Canadian Politics. It's not so boring.

November 16, 2005

Martin stands firm, no 'grey zone' on election call

You would've had to have been living under a rock lately to not have heard the gerrymandering going on Ottawa.

First, Gomery I is released (the first of two reports). Stephen Harper claims the government no longer has the moral authority to govern but that he won't try to bring down the government unless the NDP is with him.

The NDP and the Liberals try to negotiate what is required for the NDP to continue supporting them. The main point of contention is that the NDP wants the Liberals to admit healthcare privitisation is taking place and to commit to stopping it. The Liberals admit the first vaguely but refuse to do anything other than send "letters expressing concern" to Premiers. Jack Layton says the NDP can no longer support the Liberals because of a lack of will on the part of the Liberals and will vote against the government if a non-confidence vote is called (what Harper wanted).

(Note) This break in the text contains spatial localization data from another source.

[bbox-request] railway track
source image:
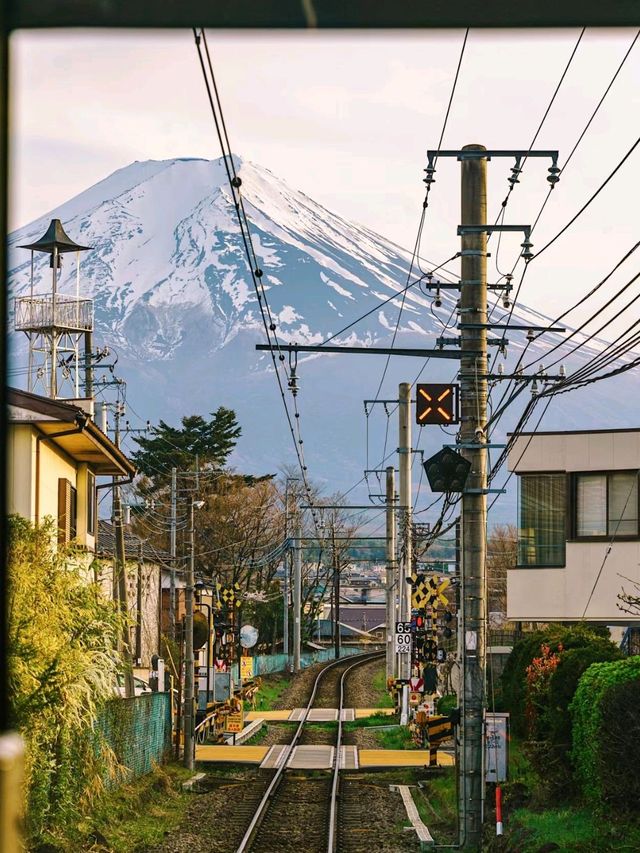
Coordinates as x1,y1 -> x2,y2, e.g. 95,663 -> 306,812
236,651 -> 384,853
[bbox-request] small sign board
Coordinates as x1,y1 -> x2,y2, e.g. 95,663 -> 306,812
409,691 -> 421,706
485,712 -> 509,783
395,621 -> 412,654
240,656 -> 254,680
225,709 -> 244,734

Harper backs down suggesting that Canadians don't want a Christmas election and suggests they can't be sure they can trust the NDP. The NDP, Conservatives and BQ meet over a weekend to discuss strategy.

Layton comes up with a compromise. He will move with united support of all the opposition parties that the government call an election in January to be held in February. And here we are now.
Speaking with reporters after a meeting of his cabinet, Mr. Martin said — even though he has agreed to call an election within 30 days of the Feb. 1 release of the final report on the sponsorship scandal — that rules of parliament and traditions and common sense all dictate that he cannot accede to the Opposition parties' demands.
OK, a couple of points first. Gemery I was delayed by over a month so it wouldn't be all that surprising if Gomery II is released late as well meaning it'd be released in March or April. Since the PM has 30 days to call an election and 33 days minimum are required for an election campaign, that could put the election off until May or June.

I love the reasoning of the Prime Minister of why he's sensible and the opposition isn't:
But the rules of Parliament and our traditions and common sense, you know, dictate that, in fact, you either have the confidence of the House or you do not have the confidence of the House, and there's no grey zone."
It's certainly not that black and white. There is nothing that prevents the Prime Minister from asceding to the majority of House which would be to have an election after Christmas but sooner that he would've rather had it. I'll quote Bill Blaikie, NDP member for Elmwood-Transcona (from Hansard on Nov.14, 2005):
Mr. Speaker, one of the other principles of Parliament is that the government should respect the will of Parliament, especially in a minority situation.

If the Prime Minister has the right to say when the election should be, Parliament has the right to say when the election should be and we all have the right to say when the election should be by mutual consent.

There is somebody who says that he is against the democratic deficit. Have him stand and say why he would reject the will of Parliament and put the interest of his own party first.
I'm going to be helping my party in this election and I really don't want a Christmas campaign. Slugging through the snow to do canvassing doesn't sound much like fun to me. I'm sure the Liberals don't want one either, seeing as how less than 100 of their candidates have been chosen.

Jack Layton puts forward his motion Thursday.